LORD SPEAKER UNVEILS RAILWAY PLAQUE IN FIELDEN HOUSE

Visitors to Fielden House can now read about how this House of Lords building in Little College Street played a crucial part in the history of Britain’s railways in the run- up to World War Two.

Sited on the wall in the entrance hall is a plaque which was unveiled by the Lord Speaker, The Rt Hon the Lord Fowler, on 11 October 2016.

The plaque states that Fielden House was built in 1936-37 as the new headquarters for the London Midland and Scottish Railway property division and for the Railway Companies’ Association. It became the HQ of the Railway Executive Committee in the build up to the Second World War. The REC was responsible for coordinating Britain's private railway companies in time of war and were essential to the logistics of the war effort. The REC relocated to emergency bomb proof headquarters at Down Street Underground station on 3 September 1939.

The building was named in honour of Edward Brocklehurst Fielden (1857-1942) who lived at 19, Great College Street from 1918 until his death. Fielden served as chairman of the board of directors of the Lancashire and Yorkshire Railway from 1919 to 1923 when it was absorbed into the LMS of which he became subsequently deputy-chairman. Fielden sat as MP for Middleton (1900–06), and later Manchester Exchange (1924–35).

The initiative for erecting the plaque was taken by Lord Faulkner of Worcester, Chairman of the Railway Heritage Designation Advisory Board and Deputy Chairman of the Science Museum Group.

Lord Faulkner comments: “It was originally intended that the entire wartime administration of the railways would be conducted from Fielden House, with the crucial telephone exchange in the basement. However it was decided that the building would be vulnerable to bombing, so the Railway Executive Committee moved out to the disused Down Street underground station, which it shared with Churchill’s wartime offices.

“ In the event Fielden House escaped unscathed and the Scottish Office moved there about 1941 to 1955 after they were bombed out of Whitehall.
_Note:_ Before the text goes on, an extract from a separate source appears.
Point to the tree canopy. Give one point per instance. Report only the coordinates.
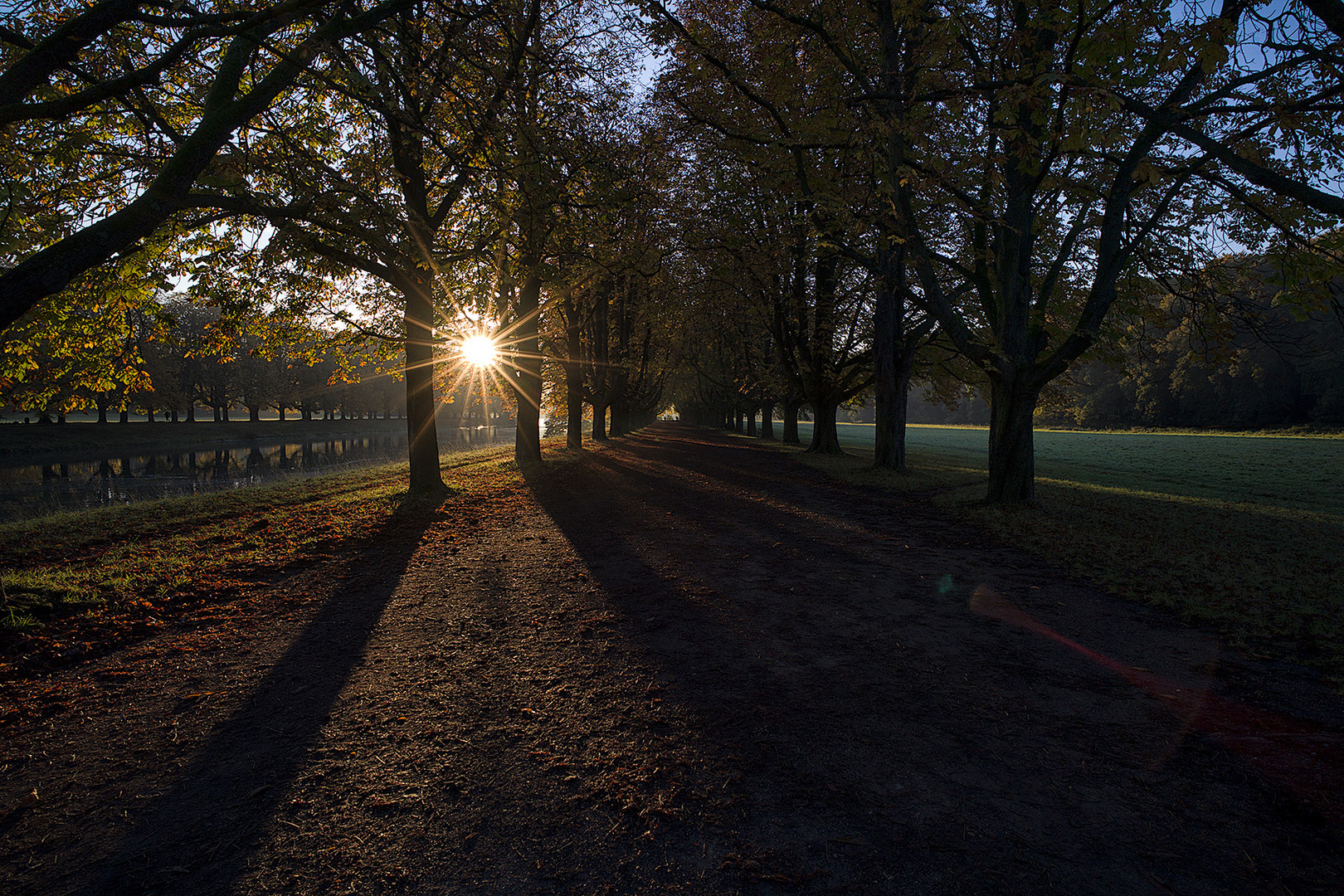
(735, 204)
The Church Commissioners leased it from 1955 to 2001. Parliament purchased it on a very long lease in January 2002 and occupied it in 2005.

“The House of Lords continues to commemorate the part Fielden House played in the story of Britain’s railways by housing its remarkable – and valuable – collection of railway posters throughout the building.”

Funding for the plaque’s production was provided entirely by Transport for London, whose generosity was acknowledged by the Lord Speaker at the unveiling ceremony.